DBRS: KeyCorp’s 1Q14 Earnings Improved QoQ, Reflecting Lower Expenses and Provisions For Loan Losses
Banking OrganizationsSummary:
• Key reported 1Q14 earnings attributable to common shareholders (consolidated operations) of $236 million, up from $224 million in 4Q13, and $199 million in 1Q13.
• Credit quality continued to stabilize, resulting in lower provisions for loan losses, and sustained reserve releases.
• DBRS, Inc. rates KeyCorp’s Issuer & Senior debt at BBB (high) with a Stable trend.
Reflecting the success of KeyCorp’s (KeyCorp or the Company) expense reduction initiative, as well as lower provisions for loan loss reserves, 1Q14 earnings improved moderately, quarter-on-quarter (QoQ). Specifically, the decline in linked quarter expenses outpaced the decline in revenues. Overall, DBRS considers KeyCorp’s sound and stabilizing asset quality, and solid funding and capital profiles as supportive of its rating level.
Although KeyCorp’s expense base remains relatively high, with an adjusted cash efficiency ratio of 64.9%, it is improving, down from 67.4% for 4Q13 and within the Company’s target range of 60% - 65% for 2014. Overall, the Company’s adjusted expenses were down 5.2%, QoQ, due to lower marketing and personnel expense. For 2014, KeyCorp anticipates full year expenses to decline by low to mid-single digits, year-on-year.
As with most banks, revenue generation remains a key challenge. Despite sequential loan growth, most of which was commercial & industrial exposures, KeyCorp’s 1Q14 spread income declined by 3.4%, QoQ, driven by fewer days in the quarter, and lower asset yields. Meanwhile, adjusted non-interest income, excluding net gains from principal investing and gains on leased equipment, decreased by 4.2%, primarily reflecting lower levels of corporate-owned life insurance, mortgage servicing fees, and deposit service charges.
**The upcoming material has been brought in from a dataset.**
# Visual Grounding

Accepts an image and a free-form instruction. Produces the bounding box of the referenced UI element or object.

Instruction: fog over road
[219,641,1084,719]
Asset quality from continuing operations remains sound and continues to stabilize, reflecting lower QoQ levels of non-performing assets and net charge-offs. Improved asset quality drove sustained reserve releases, which benefited earnings. KeyCorp’s reserve coverage remains sufficient at 1.5% of loans (continuing operations).
KeyCorp’s funding position remains solid and is underpinned by a large core deposit base. Meanwhile, capital remains strong and provides sound loss absorption capacity. DBRS notes that the Federal Reserve did not object to the Company’s capital plan, submitted as part of the Comprehensive Capital Analysis and Review process, which included potential common share repurchases of up to $542 million, as well as the potential to increase the quarterly common stock dividend by 18%, subject to Board approval.
DBRS rates KeyCorp Issuer & Senior debt at BBB (high) with a Stable trend.
Notes:
All figures are in U.S. Dollars unless otherwise noted.
[Amended on December 23th, 2014 to remove unnecessary disclosures.]